Lincoln, the movie about the final four months of his life from the end of 1864, is 150 minutes long, and, while somewhat lugubrious at times, nevertheless was epic and meaningful.  It took #3 this weekend to that vampire film as #1 and Skyfall #2.  Daniel Day-Lewis (he actually sounded American) was perfect for the part, and while he is only around 6'1" tall, the cinema angles and shortness (Mary, wife of Abe, was played by former Singing Nun Sally Fields, who is 5'2") of the other actors made him look like 6'4", which was Lincoln's height, the tallest of our Presidents (with Lyndon B. Johnson).  Mary Todd Lincoln, who was shorter than 5'2", must have gotten around, for she was earlier wooed by Steven Douglas (those debates in 1858 with Lincoln are in the books--and he beat Abraham for the U.S. Senate that year--they were both from Illinois), who, as a Democrat, lost to Lincoln in the 1960 Presidential Election.  You know, Sally kind of looks like Mary.  For some reason, I thought she was regal and superior from my history memory.  In the movie, Mary was a mental wreck and too much the mother.

Lincoln in the movie was witty and humorous, somehow, not characteristics I remember.  This kept bothering me until my mind said, aha, this is Cosmo Kramer (left, from Seinfeld) playing an understated Lincoln.  Mind you, I repeat, Daniel Day-Lewis (right) was also perfect for the role.

Oh, I should remind you that you don't get much about the overall movie from my postings.  I just point our interesting things.  Rotten Tomatoes gave Lincoln a 90% rating from reviewers and 89% from the audience.  About right, for Argo got 95% and Skyfall 92%.  The Los Angeles Times raved.

While the history was essentially true, here is a counterpoint, arguing that the Civil War had very little to do with slavery and everything to do with economic policy.  In the film, Lincoln kept repeating his drive, which was freedom for blacks.  His earlier track record showed no such fervor.

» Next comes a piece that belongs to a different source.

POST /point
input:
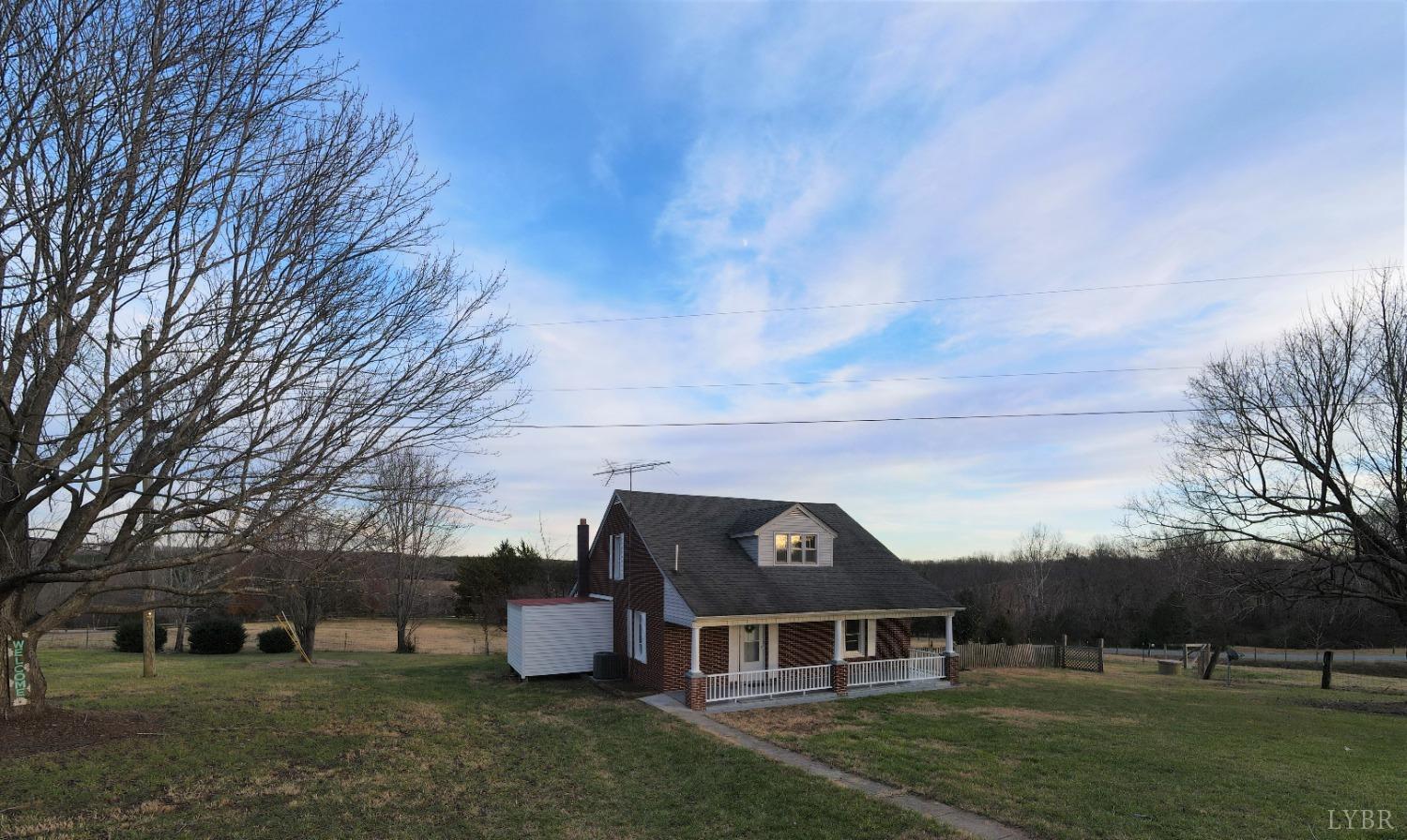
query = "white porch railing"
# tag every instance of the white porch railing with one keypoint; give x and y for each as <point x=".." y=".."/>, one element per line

The politics also amused me.  Lincoln (he actually was a Whig until that party self-destructed) and his Republicans from the North were for abolition.  His opposition were Democrats and those from the South (Jefferson Davis and Robert E. Lee were Democrats) wanting to maintain slavery.  Huh?  Remember the Red and Blue states from the recent election?  Remember the people of color predominantly voting for Obama?  The South is now Republican and remains a touchy area for equal rights.  How things can change.

I was particularly surprised by the acting of James Spader, who played a buffoon-like lobbyist.  You'll hardly recognize him.  He is one of three hired by President Lincoln to bend the arms of House members with patronage to gain votes for passage of the 13th Amendment, which outlawed slavery and involuntary servitude, except as punishment for a crime, during a lame duck period where the only hope for passage was to convince a few of the 64 Democrats kicked out of office to vote for the end of slavery.  The Emancipation Proclamation had already been declared in 1863, freeing slaves in the ten Confederate states.  Note that all the other states could still have slavery.  The story had much to do with Lincoln wanting to delay the end of the Civil War so that this amendment could pass.  I can spend the next thousand words trying to explain the logic here, but won't, although that was 90% of the film.  Did it pass?  Well, there is a 13th (there are 27, with the first ten being the Bill of Rights) Amendment.  I could also swear that Donald Sutherland was on a horse near the end, you know, a campy cameo, as he continues to be President in Hunger Games, but, no, I guess not.